I am fortunate to have received much guidance and support in the course of my life and career. Writing this book was no exception. My greatest debt is to my parents, Howard and Ruth, whose love and influence formed my values, moral posture, and view of the world, and to my wife, Rosemarie, and sons, Jonathan and Jeremy, who have enriched my life immeasurably, supported my efforts, and graciously tolerated my many absences from them and family life as a result of my chronic overinvolvement with my professional activities (otherwise known as “workaholism”).
When I first thought seriously about writing this book, Jim Shinn, a dear friend and professor of political economy and international relations at Princeton, helped me to crystallize the nub of the story from an inchoate conglomeration of ideas. He also pointed me in the direction of oncologist and fellow Columbia faculty member Siddhartha Mukherjee, who was kind enough to spend an illuminating hour with me. I have looked to Sid’s Pulitzer Prize–winning book,
The Emperor of All Maladies
, as a model and a source of inspiration.

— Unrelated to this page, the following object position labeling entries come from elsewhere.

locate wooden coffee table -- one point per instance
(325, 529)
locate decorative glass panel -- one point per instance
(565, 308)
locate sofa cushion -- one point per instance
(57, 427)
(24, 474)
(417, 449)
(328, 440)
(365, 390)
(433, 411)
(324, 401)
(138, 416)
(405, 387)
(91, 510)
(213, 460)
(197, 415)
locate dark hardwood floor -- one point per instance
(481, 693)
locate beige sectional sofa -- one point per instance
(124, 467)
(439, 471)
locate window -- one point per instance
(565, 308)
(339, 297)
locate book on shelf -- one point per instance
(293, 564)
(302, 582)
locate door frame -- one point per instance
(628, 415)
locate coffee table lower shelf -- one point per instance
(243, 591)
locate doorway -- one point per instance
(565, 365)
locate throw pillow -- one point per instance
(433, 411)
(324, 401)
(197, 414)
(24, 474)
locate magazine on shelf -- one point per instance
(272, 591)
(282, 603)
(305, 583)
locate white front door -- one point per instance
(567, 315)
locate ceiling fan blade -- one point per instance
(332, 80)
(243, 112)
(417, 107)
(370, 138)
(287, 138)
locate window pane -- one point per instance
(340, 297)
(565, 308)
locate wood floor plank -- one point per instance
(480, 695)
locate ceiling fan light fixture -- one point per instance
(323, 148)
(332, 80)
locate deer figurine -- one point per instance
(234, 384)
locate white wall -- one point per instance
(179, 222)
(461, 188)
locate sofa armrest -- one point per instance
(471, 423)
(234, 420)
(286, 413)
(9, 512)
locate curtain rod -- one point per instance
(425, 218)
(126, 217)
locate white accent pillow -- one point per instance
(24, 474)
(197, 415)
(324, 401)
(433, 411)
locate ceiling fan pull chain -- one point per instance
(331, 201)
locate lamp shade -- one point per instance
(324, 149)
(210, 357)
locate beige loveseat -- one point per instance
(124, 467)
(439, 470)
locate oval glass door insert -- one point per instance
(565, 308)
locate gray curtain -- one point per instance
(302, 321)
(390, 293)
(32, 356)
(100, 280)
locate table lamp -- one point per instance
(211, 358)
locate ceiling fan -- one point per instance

With a plan in mind, I sought advice from friends who also happen to be brilliant writers. Kay Jamison, Oliver Sacks, and Andrew Solomon offered encouragement, guided my formative thinking about the content, and helped me to navigate the publishing landscape and process. Peter Kramer gave helpful advice as a psychiatrist writing for the general public.
I owe thanks to my friend and neighbor Jennifer Weis, an editor at St. Martin’s Press, who introduced me to my agent, Gail Ross of the Ross-Yoon Agency. Gail took the idea I pitched to her, expertly fashioned it into something more accessible, and connected me to Ogi Ogas, a skilled writer and neuroscientist. Ogi and I bonded and became virtual Siamese twins for the next eighteen months while developing the story and creating the manuscript. His invaluable contributions and unwavering dedication to the project were apparent throughout, but never more dramatically than when he convinced his fiancée to postpone their honeymoon so that he could finish the book with me on time.